スマホやPCでの発注にくらべ「起動しなくていい」「開かなくていい」というのがないだけで
ここまで購入体験の印象が向上するとは驚きでした。

このADBでの体験が何に影響していくのかというのを考えてみます。

ADBでの購入体験は、「抱え込み」にもってこいだなという印象です。
購入体験の簡単さ便利さがサービスとして提供され、ユーザーを他に逃げさせないことにつながっているように思えます。
こういう抱え込みの手法のひとつにこれまで「定期購入」というものがありました。
「定期購入」は金額が安くなったり送料が無料になったりという「価格」という面での訴求が多いのですが、
ADBはその辺りのメリットはそこまで大きくありません。体験というものを価値に売っている印象です。

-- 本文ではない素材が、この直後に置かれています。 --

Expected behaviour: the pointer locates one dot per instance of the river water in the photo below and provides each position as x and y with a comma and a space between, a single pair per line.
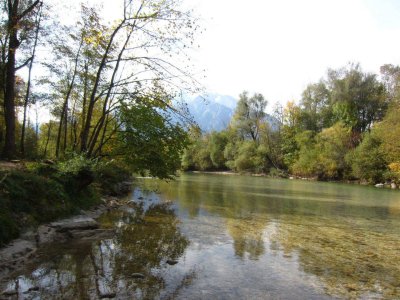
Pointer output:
232, 237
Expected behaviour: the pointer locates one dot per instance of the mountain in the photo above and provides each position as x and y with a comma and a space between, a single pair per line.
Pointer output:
213, 112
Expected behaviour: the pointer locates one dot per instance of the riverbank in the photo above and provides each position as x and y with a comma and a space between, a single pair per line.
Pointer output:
84, 226
35, 193
387, 185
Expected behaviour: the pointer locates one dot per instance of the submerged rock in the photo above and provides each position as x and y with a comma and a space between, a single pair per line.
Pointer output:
76, 223
108, 295
137, 275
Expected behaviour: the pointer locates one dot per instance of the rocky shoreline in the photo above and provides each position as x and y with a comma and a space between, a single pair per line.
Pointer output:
15, 255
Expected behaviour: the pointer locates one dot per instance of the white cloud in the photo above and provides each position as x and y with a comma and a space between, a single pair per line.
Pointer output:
278, 47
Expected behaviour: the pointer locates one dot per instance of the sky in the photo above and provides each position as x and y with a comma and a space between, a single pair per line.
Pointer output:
277, 47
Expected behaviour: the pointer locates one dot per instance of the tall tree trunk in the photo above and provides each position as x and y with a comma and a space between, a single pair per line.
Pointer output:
64, 111
47, 139
28, 85
13, 24
9, 150
93, 95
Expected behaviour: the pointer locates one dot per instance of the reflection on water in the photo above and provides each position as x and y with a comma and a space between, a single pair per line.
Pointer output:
133, 264
232, 237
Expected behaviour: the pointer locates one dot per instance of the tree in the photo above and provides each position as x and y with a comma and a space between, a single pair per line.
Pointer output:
249, 115
148, 140
367, 160
17, 13
358, 99
316, 111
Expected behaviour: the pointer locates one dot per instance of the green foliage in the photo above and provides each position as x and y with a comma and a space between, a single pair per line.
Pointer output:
249, 115
358, 99
149, 140
367, 160
45, 192
323, 156
217, 144
109, 175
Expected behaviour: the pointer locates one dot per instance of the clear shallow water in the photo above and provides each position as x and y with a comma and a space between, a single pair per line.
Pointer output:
233, 237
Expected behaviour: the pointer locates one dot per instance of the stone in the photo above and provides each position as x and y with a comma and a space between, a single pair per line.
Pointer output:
137, 275
76, 223
108, 295
171, 262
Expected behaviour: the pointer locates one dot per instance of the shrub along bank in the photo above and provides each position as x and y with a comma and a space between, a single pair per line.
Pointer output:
43, 192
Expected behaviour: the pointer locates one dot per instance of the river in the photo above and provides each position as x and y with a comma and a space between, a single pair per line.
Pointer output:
231, 237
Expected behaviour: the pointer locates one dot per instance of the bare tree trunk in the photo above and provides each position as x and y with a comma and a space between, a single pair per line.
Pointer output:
13, 24
28, 87
48, 139
93, 99
64, 111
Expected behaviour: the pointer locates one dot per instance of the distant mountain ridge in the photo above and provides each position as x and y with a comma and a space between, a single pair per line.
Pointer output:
213, 112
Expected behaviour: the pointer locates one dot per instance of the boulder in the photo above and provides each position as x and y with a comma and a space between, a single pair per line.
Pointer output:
76, 223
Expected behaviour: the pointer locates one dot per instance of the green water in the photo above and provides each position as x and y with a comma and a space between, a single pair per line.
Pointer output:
232, 237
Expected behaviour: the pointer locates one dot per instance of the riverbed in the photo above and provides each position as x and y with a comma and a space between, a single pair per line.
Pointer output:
229, 237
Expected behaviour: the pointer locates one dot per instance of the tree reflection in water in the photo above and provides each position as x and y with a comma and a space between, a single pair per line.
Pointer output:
145, 239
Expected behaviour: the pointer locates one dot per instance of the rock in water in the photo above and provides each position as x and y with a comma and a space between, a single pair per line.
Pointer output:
137, 275
108, 296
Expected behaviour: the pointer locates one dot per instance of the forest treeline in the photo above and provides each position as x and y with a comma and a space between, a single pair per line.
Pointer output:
107, 84
345, 127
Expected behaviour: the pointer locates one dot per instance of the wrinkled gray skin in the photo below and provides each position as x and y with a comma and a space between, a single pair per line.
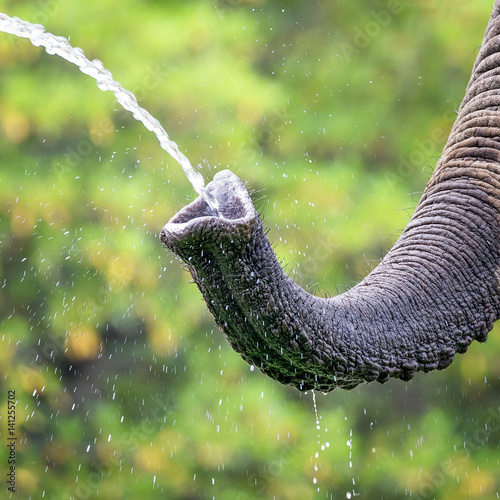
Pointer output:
435, 292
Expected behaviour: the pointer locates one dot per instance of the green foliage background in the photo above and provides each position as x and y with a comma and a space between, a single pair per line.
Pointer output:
334, 113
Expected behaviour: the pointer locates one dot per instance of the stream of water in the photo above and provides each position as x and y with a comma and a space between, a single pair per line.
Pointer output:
58, 45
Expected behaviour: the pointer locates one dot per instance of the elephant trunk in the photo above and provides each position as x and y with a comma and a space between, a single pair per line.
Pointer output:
435, 292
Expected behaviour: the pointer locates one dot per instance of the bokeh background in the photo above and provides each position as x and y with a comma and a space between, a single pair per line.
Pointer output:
334, 113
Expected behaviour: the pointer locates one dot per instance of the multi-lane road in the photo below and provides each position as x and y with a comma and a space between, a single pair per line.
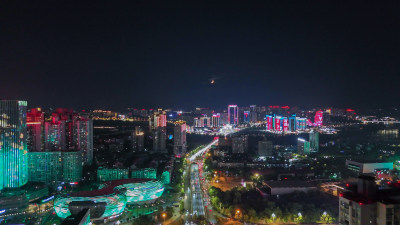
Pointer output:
196, 196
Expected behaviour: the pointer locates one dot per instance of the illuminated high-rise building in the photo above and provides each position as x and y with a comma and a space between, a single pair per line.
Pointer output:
246, 116
215, 120
203, 121
72, 172
13, 145
303, 146
318, 119
138, 139
314, 140
240, 144
233, 112
269, 122
68, 131
35, 128
301, 123
158, 126
180, 138
292, 123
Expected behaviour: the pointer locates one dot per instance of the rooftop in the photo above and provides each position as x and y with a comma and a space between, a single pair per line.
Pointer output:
108, 189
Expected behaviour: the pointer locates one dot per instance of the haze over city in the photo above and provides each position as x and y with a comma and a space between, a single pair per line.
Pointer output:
199, 112
150, 54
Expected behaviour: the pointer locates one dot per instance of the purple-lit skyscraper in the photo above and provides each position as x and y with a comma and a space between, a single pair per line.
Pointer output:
233, 114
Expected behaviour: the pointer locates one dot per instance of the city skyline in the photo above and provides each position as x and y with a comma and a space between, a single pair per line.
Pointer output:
153, 54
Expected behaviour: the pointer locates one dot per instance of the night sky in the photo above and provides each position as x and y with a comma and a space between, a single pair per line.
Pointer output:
119, 54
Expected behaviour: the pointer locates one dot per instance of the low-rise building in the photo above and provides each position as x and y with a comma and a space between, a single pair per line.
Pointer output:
368, 167
287, 187
365, 203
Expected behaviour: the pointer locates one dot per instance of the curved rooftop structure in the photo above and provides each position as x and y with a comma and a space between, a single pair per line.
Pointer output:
110, 199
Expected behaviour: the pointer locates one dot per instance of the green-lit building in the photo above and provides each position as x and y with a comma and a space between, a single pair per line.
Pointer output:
303, 146
13, 146
106, 174
147, 173
72, 166
54, 167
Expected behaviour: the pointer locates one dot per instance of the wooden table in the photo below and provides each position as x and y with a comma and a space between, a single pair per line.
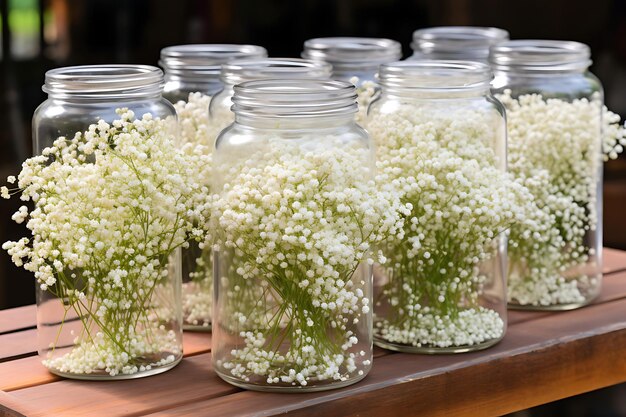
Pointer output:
544, 357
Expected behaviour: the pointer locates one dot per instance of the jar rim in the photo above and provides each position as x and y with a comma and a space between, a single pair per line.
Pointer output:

また、「定期購入」の一番大きな課題として「定期解約」というものがあります。定期解約をされる要因の多くに「余る」というものがあるのも事実です。
この「余る」という部分は、「定期」という関係上仕方のないことですがこの部分にメスをいれることができるのが、今回のADBではないかとも思うわけです。
つまり、「欲しい時に簡単に注文できる」というサービスを提供できることによって、「定期」とは別の抱え込みができるということになります。
ユーザーを抱え込む方法として「定期」というものから「会員サービス」という部分にシフトして対応ができるamazonの強さを感じている次第です。

こういったハードウェア(端末)が簡単に提供できるようになって、なおかつユーザーがある程度リテラシーをもち簡単に設定ができるという環境になった場合、ユーザーの抱え込みの手法が変わってくるのではないでしょうか?

これまでなんども聞いてきましたが、「サービスデザイン」というものを体現しているものが、まさにADBのようにも思えます。
このADBが今後、ただのガジェットで終わるのか、通販業界を変えるツールになるのか注目しつつ、私の中では便利なツールとして使っていきたいと思っています。